I’ve seen sub-8.0x gross on certain property types other than residential. I have one lending client that bases the value upon which they’ll lend at 7.0x gross. I think that’s being overly conservative and I know they’ve passed on a lot of profitable deals in this runup because of it, but I also know they don’t have problems with foreclosures or late payments.
I can think of a couple reasons why a single family residence or condo would routinely justify a higher income multiplier than commercial or industrial properties. For one thing, residential properties are subject to residential lending programs. This means they can qualify for 30-year mortgages with minimal downpayments and favorable interest rates; whereas a non-residential property (including 5+ apartment units) are subject to commercial lending programs. For comparison, most commercial loans are written at higher interest rates and get re-written every 5 years. The loan may be amortized on a 30-year rate but it comes due in 5, at which point it rolls over into a new loan at the prevailing interest rate, usually with additional origination fees. The increased demands on the mortgage side of the income stream result in lower returns on the equity side. Financing terms are one reason SFRs tend to show higher rent multipliers.

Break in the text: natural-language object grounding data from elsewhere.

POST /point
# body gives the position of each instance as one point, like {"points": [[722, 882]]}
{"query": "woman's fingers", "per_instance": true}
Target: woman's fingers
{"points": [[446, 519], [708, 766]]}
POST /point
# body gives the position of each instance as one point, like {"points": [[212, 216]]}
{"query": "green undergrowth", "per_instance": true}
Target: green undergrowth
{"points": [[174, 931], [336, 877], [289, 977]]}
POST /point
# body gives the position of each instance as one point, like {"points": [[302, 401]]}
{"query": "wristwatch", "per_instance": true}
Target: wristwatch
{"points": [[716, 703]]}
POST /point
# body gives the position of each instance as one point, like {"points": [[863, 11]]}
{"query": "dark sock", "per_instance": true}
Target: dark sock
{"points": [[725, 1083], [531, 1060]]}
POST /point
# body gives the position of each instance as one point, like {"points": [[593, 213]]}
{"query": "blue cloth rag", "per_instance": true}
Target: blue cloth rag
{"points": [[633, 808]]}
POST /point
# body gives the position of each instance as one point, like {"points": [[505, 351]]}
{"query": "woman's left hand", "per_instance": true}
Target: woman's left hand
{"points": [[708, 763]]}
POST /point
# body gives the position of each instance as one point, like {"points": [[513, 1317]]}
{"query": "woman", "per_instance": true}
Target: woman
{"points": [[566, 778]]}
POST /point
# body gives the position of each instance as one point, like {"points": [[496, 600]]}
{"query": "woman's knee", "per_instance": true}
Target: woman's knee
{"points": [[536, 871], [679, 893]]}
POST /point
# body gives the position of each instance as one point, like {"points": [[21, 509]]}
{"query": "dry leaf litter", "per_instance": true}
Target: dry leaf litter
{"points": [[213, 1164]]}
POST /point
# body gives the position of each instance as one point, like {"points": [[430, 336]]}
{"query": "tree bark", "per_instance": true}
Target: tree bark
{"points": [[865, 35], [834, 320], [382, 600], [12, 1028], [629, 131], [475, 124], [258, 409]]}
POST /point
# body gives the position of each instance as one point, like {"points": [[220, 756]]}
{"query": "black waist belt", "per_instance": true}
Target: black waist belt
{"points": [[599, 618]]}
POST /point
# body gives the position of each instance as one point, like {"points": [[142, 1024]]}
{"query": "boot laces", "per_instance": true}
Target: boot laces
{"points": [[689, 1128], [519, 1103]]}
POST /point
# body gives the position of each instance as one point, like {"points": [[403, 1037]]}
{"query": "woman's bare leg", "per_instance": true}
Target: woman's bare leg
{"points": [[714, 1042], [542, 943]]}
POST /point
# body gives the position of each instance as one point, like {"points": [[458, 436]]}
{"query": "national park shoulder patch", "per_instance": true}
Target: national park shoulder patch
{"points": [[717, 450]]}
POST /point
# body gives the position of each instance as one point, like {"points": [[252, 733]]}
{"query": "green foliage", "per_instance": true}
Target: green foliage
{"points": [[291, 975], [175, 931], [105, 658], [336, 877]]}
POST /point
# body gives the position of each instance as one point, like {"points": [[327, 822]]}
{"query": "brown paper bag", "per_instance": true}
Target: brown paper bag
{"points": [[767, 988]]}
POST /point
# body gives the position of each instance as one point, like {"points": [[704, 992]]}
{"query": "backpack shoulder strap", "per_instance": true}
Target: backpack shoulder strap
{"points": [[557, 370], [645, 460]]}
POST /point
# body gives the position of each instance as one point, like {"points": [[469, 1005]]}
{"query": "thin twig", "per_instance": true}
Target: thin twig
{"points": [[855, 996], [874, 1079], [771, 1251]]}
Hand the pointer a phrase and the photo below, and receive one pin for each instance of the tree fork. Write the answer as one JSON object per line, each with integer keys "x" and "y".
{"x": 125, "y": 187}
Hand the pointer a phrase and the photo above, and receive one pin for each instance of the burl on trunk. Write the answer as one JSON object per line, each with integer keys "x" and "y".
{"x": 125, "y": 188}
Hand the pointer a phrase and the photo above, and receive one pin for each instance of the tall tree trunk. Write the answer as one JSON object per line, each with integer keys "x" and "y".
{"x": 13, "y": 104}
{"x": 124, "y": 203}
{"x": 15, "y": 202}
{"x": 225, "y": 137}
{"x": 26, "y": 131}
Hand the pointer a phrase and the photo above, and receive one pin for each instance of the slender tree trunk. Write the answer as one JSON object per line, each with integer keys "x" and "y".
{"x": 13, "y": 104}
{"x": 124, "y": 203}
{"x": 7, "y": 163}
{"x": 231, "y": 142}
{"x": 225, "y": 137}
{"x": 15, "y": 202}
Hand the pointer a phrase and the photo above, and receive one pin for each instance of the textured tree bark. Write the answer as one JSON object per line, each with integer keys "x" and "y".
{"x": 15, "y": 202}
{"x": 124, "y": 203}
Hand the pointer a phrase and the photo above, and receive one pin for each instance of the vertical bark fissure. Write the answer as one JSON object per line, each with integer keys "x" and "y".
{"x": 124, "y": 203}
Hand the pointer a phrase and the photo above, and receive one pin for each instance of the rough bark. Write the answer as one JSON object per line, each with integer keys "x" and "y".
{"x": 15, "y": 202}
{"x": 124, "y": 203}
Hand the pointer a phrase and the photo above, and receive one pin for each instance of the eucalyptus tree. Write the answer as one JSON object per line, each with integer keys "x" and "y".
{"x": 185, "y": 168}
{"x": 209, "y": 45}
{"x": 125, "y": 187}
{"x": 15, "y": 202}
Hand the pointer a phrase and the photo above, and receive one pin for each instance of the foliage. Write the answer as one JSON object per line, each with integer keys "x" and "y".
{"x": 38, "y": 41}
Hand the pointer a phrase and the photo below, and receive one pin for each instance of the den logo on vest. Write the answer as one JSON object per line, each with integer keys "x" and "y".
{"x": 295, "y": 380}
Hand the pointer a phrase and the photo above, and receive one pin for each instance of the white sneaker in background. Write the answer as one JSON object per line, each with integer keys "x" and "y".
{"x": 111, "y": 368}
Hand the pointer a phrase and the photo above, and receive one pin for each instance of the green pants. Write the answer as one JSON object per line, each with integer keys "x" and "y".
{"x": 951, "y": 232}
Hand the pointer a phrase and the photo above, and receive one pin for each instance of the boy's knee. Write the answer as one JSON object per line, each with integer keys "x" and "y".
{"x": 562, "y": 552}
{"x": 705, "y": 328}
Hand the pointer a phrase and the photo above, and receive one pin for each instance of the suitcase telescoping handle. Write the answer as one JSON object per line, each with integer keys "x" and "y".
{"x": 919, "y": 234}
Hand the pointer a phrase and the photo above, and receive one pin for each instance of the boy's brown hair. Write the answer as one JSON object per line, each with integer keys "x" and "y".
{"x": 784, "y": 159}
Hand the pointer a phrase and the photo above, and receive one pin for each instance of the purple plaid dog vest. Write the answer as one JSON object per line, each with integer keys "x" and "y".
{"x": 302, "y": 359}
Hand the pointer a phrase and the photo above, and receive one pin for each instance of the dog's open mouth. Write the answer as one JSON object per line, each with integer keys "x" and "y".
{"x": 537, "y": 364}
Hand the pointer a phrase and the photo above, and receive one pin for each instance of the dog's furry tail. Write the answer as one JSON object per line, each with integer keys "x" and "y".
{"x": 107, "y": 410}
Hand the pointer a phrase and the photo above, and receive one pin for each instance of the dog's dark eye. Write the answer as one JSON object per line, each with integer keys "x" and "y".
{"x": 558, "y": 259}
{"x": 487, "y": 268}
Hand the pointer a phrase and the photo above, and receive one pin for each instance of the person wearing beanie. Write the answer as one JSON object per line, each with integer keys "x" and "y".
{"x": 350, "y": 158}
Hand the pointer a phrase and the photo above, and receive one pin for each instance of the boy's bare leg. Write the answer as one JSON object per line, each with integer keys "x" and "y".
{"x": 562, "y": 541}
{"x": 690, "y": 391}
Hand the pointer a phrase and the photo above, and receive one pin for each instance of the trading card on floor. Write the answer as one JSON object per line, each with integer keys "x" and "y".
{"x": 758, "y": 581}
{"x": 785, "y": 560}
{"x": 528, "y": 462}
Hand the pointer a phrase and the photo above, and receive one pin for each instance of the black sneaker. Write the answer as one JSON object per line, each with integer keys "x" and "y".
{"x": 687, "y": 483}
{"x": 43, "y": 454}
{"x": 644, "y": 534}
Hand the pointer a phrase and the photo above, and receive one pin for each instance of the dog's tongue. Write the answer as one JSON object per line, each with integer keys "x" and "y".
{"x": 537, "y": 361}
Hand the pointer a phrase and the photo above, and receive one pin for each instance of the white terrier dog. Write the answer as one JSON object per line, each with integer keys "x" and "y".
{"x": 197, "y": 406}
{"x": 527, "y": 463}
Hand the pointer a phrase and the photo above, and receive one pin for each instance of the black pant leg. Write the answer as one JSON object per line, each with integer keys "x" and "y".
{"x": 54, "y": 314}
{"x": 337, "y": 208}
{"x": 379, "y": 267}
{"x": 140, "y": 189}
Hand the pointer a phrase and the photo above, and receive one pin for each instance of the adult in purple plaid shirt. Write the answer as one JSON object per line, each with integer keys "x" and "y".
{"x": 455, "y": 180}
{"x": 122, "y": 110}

Another reason is that, just as they say, a house can always be used for shelter. Not so with a commercial property. A commercial property has no utility to a failed company, except as a disposable asset.
Yet another reason is that the price point for investors is much lower for a house than for an investment-grade commercial property. Simply put, more people can participate in that particular game because of the lower prices and the larger number of available opportunities.
For these reasons (and others) I’d be surprised to see housing and non-residential properties ever working off the same rent multipliers. There’ll always be some relation between the two, depending on the economy, but there’ll always be a spread.